What are you reading right now?
I'm writing my thesis this year on post-9/11 literature, so mainly a ton of that. Specifically for these past couple of weeks, I'm bouncing back and forth between Jess Walter's The Zero and Colum McCann's Let the Great World Spin.
You are a Writing Center Tutor. Can you talk a little bit about your experience tutoring in the department?
This job came out of my experience in Writing the Essay, so at the beginning I was tutoring for that class specifically--but now I've moved onto tutoring for English-specific classes like Brit Lit I and the Shakespeare seminar. It's really interesting to see how so many other students view the same texts that I read for my own classes, and it's nice to have a sub-level of learning in between primary texts and critical sources. I've also learned that above all, other English majors are almost always genuinely nice people who always want to make the most of their learning in a positive way.
What are your fields of interest?
I love contemporary literature--as in, most literature after WWII but with a primary focus on literature post-2000. I'm also interested in ecocriticism and queer theory.
If you could create a class in the department, what would it be?

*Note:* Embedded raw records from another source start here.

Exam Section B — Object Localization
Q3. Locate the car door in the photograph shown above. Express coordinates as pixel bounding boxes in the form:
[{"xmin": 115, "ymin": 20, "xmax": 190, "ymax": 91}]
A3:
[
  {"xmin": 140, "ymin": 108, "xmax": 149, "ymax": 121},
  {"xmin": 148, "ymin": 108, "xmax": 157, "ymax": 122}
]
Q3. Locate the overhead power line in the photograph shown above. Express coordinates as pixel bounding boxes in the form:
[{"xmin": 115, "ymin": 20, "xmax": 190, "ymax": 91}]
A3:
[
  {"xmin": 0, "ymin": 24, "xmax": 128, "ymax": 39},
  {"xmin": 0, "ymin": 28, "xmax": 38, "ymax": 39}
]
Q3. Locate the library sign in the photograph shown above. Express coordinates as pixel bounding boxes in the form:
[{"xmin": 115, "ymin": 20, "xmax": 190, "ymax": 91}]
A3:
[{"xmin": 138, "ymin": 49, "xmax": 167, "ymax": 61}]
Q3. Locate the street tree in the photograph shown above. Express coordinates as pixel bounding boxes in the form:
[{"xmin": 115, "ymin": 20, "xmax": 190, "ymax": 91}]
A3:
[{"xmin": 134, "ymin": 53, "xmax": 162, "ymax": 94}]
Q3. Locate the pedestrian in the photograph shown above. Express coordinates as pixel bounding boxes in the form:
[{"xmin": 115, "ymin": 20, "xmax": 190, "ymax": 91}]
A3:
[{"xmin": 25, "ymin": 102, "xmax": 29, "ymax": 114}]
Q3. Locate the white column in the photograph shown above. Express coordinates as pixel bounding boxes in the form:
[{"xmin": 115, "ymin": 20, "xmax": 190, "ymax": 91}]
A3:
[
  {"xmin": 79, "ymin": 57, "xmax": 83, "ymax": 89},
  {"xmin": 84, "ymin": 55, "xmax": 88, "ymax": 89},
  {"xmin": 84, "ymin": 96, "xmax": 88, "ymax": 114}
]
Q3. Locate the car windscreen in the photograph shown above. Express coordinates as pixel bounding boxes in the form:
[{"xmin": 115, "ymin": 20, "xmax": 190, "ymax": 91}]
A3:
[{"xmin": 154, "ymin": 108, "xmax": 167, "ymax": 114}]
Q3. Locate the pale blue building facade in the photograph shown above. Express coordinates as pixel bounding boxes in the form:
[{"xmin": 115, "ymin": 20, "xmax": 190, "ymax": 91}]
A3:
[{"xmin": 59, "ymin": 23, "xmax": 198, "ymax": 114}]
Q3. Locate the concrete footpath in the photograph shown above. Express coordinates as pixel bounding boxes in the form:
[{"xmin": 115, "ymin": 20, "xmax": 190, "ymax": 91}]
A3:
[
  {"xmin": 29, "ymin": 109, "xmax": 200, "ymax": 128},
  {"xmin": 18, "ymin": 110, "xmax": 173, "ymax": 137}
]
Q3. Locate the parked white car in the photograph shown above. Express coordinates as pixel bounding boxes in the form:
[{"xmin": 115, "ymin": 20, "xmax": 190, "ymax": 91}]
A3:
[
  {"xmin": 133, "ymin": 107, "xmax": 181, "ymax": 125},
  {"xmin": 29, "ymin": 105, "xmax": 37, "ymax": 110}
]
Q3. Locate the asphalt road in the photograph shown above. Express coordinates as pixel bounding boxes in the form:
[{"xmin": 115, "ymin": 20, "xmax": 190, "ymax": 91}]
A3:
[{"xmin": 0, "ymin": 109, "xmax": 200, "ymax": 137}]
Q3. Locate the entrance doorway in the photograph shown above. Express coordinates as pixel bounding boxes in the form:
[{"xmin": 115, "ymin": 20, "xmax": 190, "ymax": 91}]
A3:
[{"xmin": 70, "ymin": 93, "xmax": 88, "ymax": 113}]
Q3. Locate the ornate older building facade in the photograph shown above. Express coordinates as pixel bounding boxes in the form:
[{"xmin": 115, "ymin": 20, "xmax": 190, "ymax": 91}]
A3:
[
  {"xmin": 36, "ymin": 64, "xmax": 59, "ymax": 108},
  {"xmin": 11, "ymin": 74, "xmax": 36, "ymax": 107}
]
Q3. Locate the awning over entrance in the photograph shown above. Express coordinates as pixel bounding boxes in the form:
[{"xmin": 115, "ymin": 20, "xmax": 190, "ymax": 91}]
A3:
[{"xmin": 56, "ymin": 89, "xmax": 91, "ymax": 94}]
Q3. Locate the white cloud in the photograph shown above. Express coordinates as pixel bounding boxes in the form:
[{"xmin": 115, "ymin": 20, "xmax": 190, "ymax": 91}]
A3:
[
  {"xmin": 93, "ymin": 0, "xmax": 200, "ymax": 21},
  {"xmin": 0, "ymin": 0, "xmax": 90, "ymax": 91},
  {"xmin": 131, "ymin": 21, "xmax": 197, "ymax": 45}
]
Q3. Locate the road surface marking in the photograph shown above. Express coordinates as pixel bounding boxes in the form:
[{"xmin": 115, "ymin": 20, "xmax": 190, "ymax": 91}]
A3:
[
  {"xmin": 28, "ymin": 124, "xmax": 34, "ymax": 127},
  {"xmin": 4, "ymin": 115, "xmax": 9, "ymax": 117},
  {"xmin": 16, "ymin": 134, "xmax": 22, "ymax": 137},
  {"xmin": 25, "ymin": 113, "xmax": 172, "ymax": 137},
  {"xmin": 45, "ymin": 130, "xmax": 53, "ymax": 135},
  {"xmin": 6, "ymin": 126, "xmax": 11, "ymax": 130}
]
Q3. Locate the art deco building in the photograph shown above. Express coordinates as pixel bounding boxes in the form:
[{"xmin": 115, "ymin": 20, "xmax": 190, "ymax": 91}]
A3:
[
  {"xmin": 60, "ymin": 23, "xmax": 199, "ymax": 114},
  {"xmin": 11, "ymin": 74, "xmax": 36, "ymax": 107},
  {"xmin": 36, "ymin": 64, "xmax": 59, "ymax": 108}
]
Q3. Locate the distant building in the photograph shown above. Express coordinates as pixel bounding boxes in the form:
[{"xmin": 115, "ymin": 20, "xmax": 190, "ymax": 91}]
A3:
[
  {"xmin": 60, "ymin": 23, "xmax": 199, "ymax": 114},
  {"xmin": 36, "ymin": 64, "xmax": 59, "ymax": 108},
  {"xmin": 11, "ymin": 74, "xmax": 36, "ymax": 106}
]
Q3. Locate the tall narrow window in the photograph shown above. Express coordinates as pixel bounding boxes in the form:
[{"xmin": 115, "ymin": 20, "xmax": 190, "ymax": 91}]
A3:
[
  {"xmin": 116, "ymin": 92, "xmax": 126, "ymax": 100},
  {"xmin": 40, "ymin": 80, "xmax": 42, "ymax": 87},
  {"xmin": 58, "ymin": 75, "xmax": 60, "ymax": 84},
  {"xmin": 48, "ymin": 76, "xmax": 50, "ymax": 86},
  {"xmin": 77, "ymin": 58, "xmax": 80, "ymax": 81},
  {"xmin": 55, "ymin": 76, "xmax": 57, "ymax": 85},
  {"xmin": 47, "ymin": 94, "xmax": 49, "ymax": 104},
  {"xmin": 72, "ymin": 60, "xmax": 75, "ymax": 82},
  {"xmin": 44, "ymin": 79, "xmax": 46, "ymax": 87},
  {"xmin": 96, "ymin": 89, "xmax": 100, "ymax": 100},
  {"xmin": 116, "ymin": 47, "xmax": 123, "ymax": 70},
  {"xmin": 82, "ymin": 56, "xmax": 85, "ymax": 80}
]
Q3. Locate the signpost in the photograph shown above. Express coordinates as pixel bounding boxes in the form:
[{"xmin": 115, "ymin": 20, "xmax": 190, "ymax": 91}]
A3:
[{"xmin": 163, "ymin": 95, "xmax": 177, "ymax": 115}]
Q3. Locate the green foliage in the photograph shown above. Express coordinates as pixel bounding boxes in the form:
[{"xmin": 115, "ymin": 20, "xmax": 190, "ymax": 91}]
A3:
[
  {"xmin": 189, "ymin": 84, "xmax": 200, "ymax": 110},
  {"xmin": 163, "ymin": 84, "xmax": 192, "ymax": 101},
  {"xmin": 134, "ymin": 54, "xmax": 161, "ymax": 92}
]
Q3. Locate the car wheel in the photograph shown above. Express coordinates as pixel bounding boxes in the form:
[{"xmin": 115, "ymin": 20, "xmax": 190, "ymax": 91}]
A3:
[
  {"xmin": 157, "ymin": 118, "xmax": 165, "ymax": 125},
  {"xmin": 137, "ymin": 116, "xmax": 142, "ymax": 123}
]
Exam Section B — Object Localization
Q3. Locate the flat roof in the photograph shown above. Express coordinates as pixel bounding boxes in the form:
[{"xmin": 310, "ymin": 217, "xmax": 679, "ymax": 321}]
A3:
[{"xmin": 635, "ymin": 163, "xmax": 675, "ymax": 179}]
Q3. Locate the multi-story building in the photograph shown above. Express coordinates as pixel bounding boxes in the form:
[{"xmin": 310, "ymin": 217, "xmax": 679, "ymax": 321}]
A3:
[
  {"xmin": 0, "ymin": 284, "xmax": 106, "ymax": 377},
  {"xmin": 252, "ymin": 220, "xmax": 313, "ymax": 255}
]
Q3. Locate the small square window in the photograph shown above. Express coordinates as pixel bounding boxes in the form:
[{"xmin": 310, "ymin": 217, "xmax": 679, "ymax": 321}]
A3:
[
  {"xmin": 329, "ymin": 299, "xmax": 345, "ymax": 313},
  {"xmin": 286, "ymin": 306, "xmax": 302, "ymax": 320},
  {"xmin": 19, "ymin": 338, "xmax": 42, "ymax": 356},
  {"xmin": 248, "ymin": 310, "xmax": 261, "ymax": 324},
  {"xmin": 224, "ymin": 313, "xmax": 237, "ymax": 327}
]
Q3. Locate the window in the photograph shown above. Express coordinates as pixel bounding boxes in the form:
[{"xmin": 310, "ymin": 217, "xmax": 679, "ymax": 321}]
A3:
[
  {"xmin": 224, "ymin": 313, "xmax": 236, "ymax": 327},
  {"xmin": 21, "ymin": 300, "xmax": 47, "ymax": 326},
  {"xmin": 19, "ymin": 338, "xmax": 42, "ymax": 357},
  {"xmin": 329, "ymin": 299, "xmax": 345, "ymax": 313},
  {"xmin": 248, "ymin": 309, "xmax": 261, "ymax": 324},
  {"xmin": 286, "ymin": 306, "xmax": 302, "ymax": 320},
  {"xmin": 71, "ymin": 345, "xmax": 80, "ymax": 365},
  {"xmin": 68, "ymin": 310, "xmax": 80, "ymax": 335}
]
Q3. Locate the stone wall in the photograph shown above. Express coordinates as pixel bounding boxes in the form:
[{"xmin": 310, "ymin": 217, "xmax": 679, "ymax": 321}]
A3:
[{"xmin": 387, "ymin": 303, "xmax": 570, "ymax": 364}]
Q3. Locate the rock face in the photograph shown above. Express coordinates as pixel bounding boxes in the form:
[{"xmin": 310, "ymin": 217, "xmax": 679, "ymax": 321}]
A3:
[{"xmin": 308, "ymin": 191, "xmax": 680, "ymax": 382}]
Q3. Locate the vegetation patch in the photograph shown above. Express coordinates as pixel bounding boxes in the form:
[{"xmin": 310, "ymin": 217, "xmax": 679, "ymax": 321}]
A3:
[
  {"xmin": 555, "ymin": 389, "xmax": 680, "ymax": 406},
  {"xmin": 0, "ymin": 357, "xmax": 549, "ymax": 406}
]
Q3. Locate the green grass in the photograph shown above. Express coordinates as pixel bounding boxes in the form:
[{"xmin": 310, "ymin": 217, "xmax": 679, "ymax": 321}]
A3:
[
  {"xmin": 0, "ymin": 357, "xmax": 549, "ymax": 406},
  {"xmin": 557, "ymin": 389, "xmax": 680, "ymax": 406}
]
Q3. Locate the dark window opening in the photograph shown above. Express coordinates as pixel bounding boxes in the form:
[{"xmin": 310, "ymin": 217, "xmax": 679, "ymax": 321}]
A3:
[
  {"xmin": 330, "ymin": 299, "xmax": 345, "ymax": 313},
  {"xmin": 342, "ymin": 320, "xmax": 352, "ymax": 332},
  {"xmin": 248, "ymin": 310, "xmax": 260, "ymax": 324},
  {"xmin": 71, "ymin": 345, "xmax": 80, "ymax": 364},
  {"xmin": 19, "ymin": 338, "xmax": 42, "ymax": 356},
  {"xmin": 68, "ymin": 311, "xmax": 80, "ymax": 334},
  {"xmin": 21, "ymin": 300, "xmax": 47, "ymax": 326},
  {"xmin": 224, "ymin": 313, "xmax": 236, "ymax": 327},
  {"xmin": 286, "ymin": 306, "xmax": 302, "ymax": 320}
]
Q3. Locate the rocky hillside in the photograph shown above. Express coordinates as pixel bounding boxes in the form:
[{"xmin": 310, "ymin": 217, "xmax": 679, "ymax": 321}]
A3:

I would create a class of, as I mention above, post-2000 literature. Perhaps because of my own interests, I imagine it would be centered largely around post-9/11 literature, but not entirely. I don't think we're given enough of an opportunity in the department to read literary texts that are of our own time, and I'd like to see that change.
What advice would you give to anyone considering being an English major?
You have to love to read. You can get around pretty much any other issue you might have with the idea of the major--as long as you love to read.